On Monday, in a Cabinet meeting, Prime Minister Narendra Modi and his Cabinet approved a Constitutional Amendment that would give 10% reservation to the economically poor among those not covered by other reservations, which is being called an “upper caste quota”. The draft of the amendment only began circulating late that evening. By Tuesday, it had been passed in the Lok Sabha. And on Wednesday, it was passed by the Rajya Sabha. How could a Constitutional Amendment sail through Parliament so easily? The answer may lie in the enduring political power of the forward castes, because of which only three members of the Lok Sabha voted against the amendment, compared to 323 who voted for. In the upper house, the bill was passed with the support of 165 legislators, with only seven votes against.

Is it caste-free or an upper-caste quota?

The term, “upper castes” or “forward castes” may be a confusing so it is useful to explain what exactly is meant by that here. The proposed Constitutional Amendment, which will have to be ratified by at least half of the state assemblies after being passed by Parliament, only seeks to give the government power to make provision for the “advancement of any economically weaker sections of citizens other than the classes mentioned”, with the latter referring to Scheduled Castes, Scheduled Tribes and Other Backward Classes.

In effect, this means that the amendment and any laws that flow from it will apply to what is known as the “general category”. The Mandal Commission, which looked into the question of OBC reservation, referred to these groups as “socially and educationally advanced”. As a shorthand, the media tends to use “upper caste”, but that term is not limited to Brahmins. It covers all of those in the “general category”, including those that might not be counted as “upper”, like Jats, Marathas and Kapus.

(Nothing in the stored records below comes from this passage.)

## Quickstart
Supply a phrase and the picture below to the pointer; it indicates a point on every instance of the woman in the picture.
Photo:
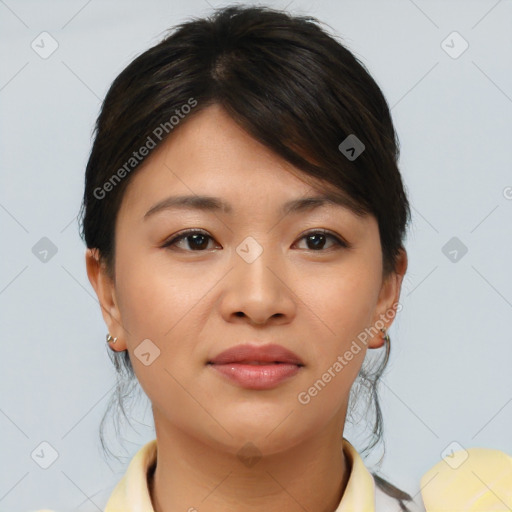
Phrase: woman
(244, 217)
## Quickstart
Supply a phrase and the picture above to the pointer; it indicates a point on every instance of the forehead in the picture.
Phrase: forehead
(212, 163)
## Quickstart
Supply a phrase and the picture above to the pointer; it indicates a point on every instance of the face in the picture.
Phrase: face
(309, 280)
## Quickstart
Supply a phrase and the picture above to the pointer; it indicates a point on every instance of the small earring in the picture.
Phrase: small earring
(110, 339)
(386, 336)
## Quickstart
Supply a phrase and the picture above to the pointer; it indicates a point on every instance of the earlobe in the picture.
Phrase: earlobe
(105, 291)
(388, 301)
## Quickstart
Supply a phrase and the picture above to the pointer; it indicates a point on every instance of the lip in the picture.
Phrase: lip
(275, 365)
(271, 353)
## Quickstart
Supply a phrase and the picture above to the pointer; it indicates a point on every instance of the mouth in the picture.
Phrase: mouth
(257, 367)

It is also not religiously defined, so could technically apply to minorities like Muslims as well, if they do not come under existing OBC reservations. Although the Constitutional Amendment itself does not define who counts for the proposed 10% reservation, the government has circulated conditions that are likely to apply. Those who earn less than Rs 8 lakh annually, have agricultural land of less than 5 acres or a residential house smaller than 1,000 square feet will be considered eligible for reservation.

Because of how generous those conditions are, it is quite likely that the bulk of those competing for this 10% will be Hindus from the forward castes. Hence, though the government can sell the idea that this is a reservation for the poor without bringing religion into the mater, it will effectively be an “upper caste quota”, as the media has identified.

What explains this move?

The Mandal Commission estimated the proportion of Other Backward Classes in India to be about 52% of the overall population. Since Scheduled Castes and Scheduled Tribes account for about 22.5% of the population, as per the Mandal report, that still leaves 26.5% in the remaining “general category”. Thus, even though their numbers are far smaller than the other sections, the forward-caste population remains significant enough for political parties across the board to rely on, or hope to capture, some of their support.

Moreover, forward castes continue to have an outsize influence on Indian society at large. The Lok Sabha, for example, continues to be dominated by upper castes, although it saw a steady decline in their representation since the 1980s. Across other sectors, whether it is the judiciary, the civil services, cricket or the private sector, upper castes continue to have a more prominent presence than their share of the population would suggest.

Despite this, many forward-caste communities have not responded well to the growing social capital that reservations and economic progress has afforded other groups that were previously backward, coupled with the lack of job opportunities for all. Over the last few years, communities like the Jats, Marathas and Patels took to the streets demanding a bigger share of the jobs pie, while also agitating against what they see as draconian measures in the SC/ST Prevention of Atrocities Act. This unrest represented a danger to the government, but an opportunity for other parties seeking to bring in more support.

Why didn’t other parties object?

While upper castes have been seen as Bharatiya Janata Party supporters for most of the last three decades, the push to increase the party’s base – with a primarily OBC leadership and an attempt to attract SC voters – has led to some alienation. This seemed apparent in Madhya Pradesh, where the Congress also aggressively courted upper caste voters.

Other parties, like the Bahujan Samaj Party, though built around a Dalit identity, have often brought in upper-caste voters to come to power. Indeed the BSP had proposed a similar provision earlier. And India’s Communist parties, dominated as they are by forward-caste leaders, can hardly afford to oppose a move that is, on paper, aimed at economically backward sections of society.

Most importantly, the government has attempted to bring in this quota through a Constitutional Amendment that does not take away any of the existing reservations for SC/ST or OBC communities. If it had done that, the opposition to the move would have been vociferous, both from within the BJP and from outside. Instead, the government is going into uncharted legal waters, breaching the 50% limit on reservations that the Supreme Court laid down. The new quota, if it passes the judicial test, will take reservations to as much as 60% of the overall pie.

This approach meant that, at most, other parties could object to the manner in which the government put forward the legislation – with just a day of the Parliamentary Session to go, and with minimal discussion. A few have brought up questions of principle, such as the expectation that reservations are meant to correct historical wrongs, not economic ones. But most have fallen in line in support, while at the same time accusing the government of doing this as a blatant electoral gambit.